Welcome to the documentation of abelian, a Python library which facilitates computations on elementary locally compact abelian groups (LCAs). The LCAs are the groups isomorphic to $$\mathbb{R}$$, $$T = \mathbb{R}/\mathbb{Z}$$, $$\mathbb{Z}$$, $$\mathbb{Z}_n$$ and direct sums of these. The library is structured into two packages, the abelian package and the abelian.linalg sub-package, which is built on the matrix class MutableDenseMatrix from the sympy library for symbolic mathematics.

#### Classes and methods¶

• The LCA class represents elementary LCAs.

• Fundamental methods: identity LCA, direct sums, equality, isomorphic, element projection, Pontryagin dual.
• The HomLCA class represents homomorphisms between LCAs.

• Fundamental methods: identity morphism, zero morphism, equality, composition, evaluation, stacking, element-wise operations, kernel, cokernel, image, coimage, dual (adjoint) morphism.
• The LCAFunc class represents functions from LCAs to complex numbers.

• Fundamental methods: evaluation, composition, shift (translation), pullback, pushforward, point-wise operators (e.g. addition).

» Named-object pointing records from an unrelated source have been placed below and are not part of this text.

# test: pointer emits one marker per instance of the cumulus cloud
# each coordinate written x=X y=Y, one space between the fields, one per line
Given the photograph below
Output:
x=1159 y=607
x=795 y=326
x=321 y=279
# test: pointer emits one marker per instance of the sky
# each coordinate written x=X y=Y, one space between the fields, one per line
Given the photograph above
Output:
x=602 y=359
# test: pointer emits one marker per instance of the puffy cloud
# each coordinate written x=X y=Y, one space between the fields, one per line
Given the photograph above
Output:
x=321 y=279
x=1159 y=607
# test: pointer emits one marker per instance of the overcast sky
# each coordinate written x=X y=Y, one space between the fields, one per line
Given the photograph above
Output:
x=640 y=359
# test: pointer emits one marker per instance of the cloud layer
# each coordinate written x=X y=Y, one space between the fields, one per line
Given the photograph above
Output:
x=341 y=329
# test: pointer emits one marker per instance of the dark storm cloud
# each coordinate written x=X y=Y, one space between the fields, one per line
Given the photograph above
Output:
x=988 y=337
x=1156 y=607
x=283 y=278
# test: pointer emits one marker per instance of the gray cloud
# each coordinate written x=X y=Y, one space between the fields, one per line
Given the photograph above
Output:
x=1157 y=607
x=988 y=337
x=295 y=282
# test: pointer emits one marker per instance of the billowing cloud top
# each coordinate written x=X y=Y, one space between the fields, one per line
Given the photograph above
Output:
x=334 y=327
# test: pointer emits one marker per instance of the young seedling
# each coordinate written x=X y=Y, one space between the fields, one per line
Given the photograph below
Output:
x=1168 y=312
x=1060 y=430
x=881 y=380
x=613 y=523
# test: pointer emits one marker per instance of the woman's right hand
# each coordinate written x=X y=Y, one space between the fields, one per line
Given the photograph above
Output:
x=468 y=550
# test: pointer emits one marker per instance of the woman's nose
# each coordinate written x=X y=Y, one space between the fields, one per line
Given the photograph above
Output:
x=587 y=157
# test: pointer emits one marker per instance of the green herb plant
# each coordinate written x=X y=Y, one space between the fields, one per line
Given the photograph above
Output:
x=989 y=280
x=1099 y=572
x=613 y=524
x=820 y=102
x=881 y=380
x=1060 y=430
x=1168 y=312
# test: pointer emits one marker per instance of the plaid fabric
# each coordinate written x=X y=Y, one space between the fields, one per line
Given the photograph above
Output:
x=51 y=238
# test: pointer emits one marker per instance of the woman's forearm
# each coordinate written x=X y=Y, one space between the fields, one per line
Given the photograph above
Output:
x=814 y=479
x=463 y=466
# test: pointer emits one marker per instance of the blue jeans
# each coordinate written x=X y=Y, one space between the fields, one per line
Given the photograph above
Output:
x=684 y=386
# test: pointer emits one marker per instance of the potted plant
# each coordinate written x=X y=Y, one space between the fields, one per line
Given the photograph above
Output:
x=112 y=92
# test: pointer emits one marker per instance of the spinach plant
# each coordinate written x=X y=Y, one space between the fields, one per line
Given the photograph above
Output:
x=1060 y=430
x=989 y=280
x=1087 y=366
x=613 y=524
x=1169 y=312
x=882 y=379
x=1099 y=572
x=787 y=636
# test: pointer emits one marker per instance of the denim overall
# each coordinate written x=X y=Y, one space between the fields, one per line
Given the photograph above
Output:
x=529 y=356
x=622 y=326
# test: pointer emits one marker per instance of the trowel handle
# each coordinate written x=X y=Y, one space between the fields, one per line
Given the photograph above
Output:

Algorithms for the Smith normal form and Hermite normal form are also implemented in smith_normal_form() and hermite_normal_form() respectively.

### Project goals¶

• Represent the groups $$\mathbb{R}$$, $$T$$, $$\mathbb{Z}$$ and $$\mathbb{Z}_n$$ and facilitate computations on these.
• Handle the relationship between discrete and continuous groups in a natural way using group homomorphisms.
• DFT computations on discrete, finite groups and their products using the FFT.
• The software should build on the mathematical theory.

### Installation¶

1. If on Windows, open the Anaconda prompt and run pip install abelian to install abelian from PyPI.
2. If on Linux or Mac, open the terminal and run pip install abelian to install abelian from PyPI.
3. Open a Python editor (such as Spyder, which comes with Anaconda) and type from abelian import * to import all classes and functions from the library. You’re all set, go try some examples from the tutorials.